Towards Quantitative Microbiome Community Profiling Using Internal Standards

Affiliations

Towards Quantitative Microbiome Community Profiling Using Internal Standards

Yajuan Lin et al. Appl Environ Microbiol. .

Abstract

An inherent issue in high-throughput rRNA gene tag sequencing microbiome surveys is that they provide compositional data in relative abundances. This often leads to spurious correlations, making the interpretation of relationships to biogeochemical rates challenging. To overcome this issue, we quantitatively estimated the abundance of microorganisms by spiking in known amounts of internal DNA standards. Using a 3-year sample set of diverse microbial communities from the Western Antarctica Peninsula, we demonstrated that the internal standard method yielded community profiles and taxon cooccurrence patterns substantially different from those derived using relative abundances. We found that the method provided results consistent with the traditional CHEMTAX analysis of pigments and total bacterial counts by flow cytometry. Using the internal standard method, we also showed that chloroplast 16S rRNA gene data in microbial surveys can be used to estimate abundances of certain eukaryotic phototrophs such as cryptophytes and diatoms. In Phaeocystis, scatter in the 16S/18S rRNA gene ratio may be explained by physiological adaptation to environmental conditions. We conclude that the internal standard method, when applied to rRNA gene microbial community profiling, is quantitative and that its application will substantially improve our understanding of microbial ecosystems.IMPORTANCE High-throughput-sequencing-based marine microbiome profiling is rapidly expanding and changing how we study the oceans. Although powerful, the technique is not fully quantitative; it provides taxon counts only in relative abundances.
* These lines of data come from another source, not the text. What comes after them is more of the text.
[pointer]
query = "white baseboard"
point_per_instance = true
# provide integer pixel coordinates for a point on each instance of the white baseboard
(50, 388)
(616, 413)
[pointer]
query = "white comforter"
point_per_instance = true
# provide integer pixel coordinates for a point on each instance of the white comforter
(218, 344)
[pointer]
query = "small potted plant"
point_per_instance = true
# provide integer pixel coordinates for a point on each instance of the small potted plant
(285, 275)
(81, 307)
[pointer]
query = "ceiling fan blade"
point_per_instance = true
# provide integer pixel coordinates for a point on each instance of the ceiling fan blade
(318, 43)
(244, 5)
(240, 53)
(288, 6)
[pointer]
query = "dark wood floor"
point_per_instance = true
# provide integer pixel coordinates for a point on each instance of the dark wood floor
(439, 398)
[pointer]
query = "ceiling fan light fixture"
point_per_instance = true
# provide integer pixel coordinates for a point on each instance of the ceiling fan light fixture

In order to address this issue, we present a method to quantitatively estimate microbial abundances per unit volume of seawater filtered by spiking known amounts of internal DNA standards into each sample. We validated this method by comparing the calculated abundances to other independent estimates, including chemical markers (pigments) and total bacterial cell counts by flow cytometry. The internal standard approach allows us to quantitatively estimate and compare marine microbial community profiles, with important implications for linking environmental microbiomes to quantitative processes such as metabolic and biogeochemical rates.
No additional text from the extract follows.